Fehlalarme machen zu schaffen

Hauptversammlung Lenninger Feuerwehr zieht Bilanz

Michael Eberle (links) und Michael Schlecht (rechts) ehren Thomas Diez für 25 Jahre aktiven Dienst in der Lenninger Wehr.Foto: D
Michael Eberle (links) und Michael Schlecht (rechts) ehren Thomas Diez für 25 Jahre aktiven Dienst in der Lenninger Wehr.Foto: Daniela Haußmann

Lenningen. Die Freiwillige Feuerwehr in Lenningen wird zwischen 2018 und 2025 einige Fahrzeuge ersetzen müssen. „Das Löschfahrzeug LF 8 der Abteilung Schopfloch ist mit ein paar Reparaturen noch durch die Hauptuntersuchung gekommen“, berichtet Michael Eberle. „Aber der TÜV hat uns signalisiert, dass das beim nächstem Mal nicht der Fall sein wird.“ Das 25 Jahre alte Fahrzeug weist dem Lenninger Feuerwehrkommandanten zufolge erhebliche Rostschäden auf. „Kommendes Jahr wollen wir es deshalb durch einen Mannschaftstransportwagen mit Anhänger ersetzen. Wir rechnen mit Kosten in Höhe von rund 70 000 Euro“, teilt Michael Eberle bei der Jahreshauptversammlung mit.

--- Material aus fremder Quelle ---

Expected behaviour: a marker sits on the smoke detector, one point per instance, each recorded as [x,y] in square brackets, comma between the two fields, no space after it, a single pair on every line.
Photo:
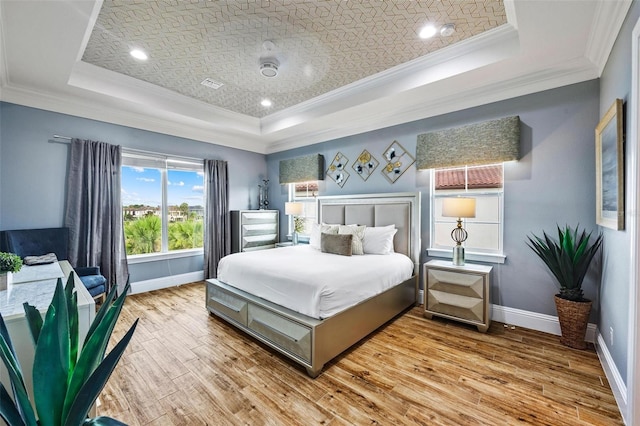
[269,67]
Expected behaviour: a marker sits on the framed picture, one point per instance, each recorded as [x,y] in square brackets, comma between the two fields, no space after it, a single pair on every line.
[610,169]
[398,161]
[336,170]
[365,164]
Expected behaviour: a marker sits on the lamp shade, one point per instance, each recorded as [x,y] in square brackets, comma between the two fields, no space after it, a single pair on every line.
[293,208]
[459,207]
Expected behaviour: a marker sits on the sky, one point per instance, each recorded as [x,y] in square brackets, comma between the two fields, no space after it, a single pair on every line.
[143,186]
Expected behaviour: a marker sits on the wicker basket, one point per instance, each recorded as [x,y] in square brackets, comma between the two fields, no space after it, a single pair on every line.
[573,317]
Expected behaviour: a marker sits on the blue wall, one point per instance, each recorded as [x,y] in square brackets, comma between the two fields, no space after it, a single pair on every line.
[33,171]
[553,183]
[614,310]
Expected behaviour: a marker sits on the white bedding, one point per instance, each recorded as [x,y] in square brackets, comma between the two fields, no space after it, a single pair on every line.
[310,282]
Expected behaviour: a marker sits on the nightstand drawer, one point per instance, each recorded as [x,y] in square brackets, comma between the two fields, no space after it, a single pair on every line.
[469,308]
[470,285]
[457,292]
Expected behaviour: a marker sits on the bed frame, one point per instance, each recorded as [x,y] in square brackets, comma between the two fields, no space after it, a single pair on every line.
[312,342]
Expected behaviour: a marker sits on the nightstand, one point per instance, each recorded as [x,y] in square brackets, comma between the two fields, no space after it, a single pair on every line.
[460,293]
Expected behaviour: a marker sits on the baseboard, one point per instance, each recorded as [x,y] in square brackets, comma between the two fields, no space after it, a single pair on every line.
[616,382]
[534,321]
[164,282]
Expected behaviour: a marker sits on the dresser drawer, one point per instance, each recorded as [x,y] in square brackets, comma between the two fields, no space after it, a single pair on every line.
[289,335]
[227,304]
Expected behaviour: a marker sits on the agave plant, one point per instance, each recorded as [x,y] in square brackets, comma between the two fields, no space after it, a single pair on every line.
[66,382]
[567,258]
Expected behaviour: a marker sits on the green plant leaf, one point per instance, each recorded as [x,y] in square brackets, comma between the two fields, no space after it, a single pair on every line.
[99,421]
[71,297]
[51,361]
[34,320]
[568,258]
[92,387]
[94,349]
[8,410]
[10,360]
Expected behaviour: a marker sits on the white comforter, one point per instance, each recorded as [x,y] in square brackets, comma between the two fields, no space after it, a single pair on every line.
[310,282]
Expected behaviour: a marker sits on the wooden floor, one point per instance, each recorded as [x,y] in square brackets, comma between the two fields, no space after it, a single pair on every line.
[185,367]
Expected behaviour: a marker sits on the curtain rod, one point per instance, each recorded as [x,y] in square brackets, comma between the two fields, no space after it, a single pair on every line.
[67,140]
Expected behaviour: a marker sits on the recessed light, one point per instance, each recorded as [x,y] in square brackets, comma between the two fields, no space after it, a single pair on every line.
[139,54]
[447,30]
[428,31]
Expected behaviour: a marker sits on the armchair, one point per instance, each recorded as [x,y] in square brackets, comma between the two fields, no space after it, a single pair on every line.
[36,242]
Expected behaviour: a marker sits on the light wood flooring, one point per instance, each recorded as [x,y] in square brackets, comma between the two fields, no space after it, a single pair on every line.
[185,367]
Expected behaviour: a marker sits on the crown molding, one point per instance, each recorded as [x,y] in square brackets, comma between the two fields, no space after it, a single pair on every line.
[608,15]
[169,124]
[406,111]
[105,82]
[488,47]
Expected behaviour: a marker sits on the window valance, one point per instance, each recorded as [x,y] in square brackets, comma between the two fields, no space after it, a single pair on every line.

37 Mal rückten die 119 Kameraden 2016 aus. Insgesamt verbrachten die Abteilungen Brucken, Lenningen, Gutenberg und Schopfloch damit 406 Stunden und 49 Minuten im Einsatz. Zehn Mal mussten die Rettungskräfte wegen Fehlalarms zur Flüchtlingsunterkunft in der Höllochstraße ausrücken. „Den Bewohnern der Unterkunft kann kein Vorwurf gemacht werden“, betont Michael Eberle. „Ursache sind bauliche Mängel.“

„Schon vor Wochen haben wir das Landratsamt aufgefordert, aktiv zu werden. Jetzt liegt ein Gesprächstermin für Mitte April vor. Aber aus meiner Sicht räumt die Kreisverwaltung dem Problem nicht die gebotene Priorität ein“, kritisiert Bürgermeister Michael Schlecht. Das gehe zulasten der Feuerwehrleute, die trotzdem gezwungen sind, ihren Arbeitsplatz zu verlassen, um in die Höllochstraße auszurücken. Immerhin konnte er berichteten, dass bald die neue Einsatzkleidung im Wert von 40 000 Euro eintreffen wird.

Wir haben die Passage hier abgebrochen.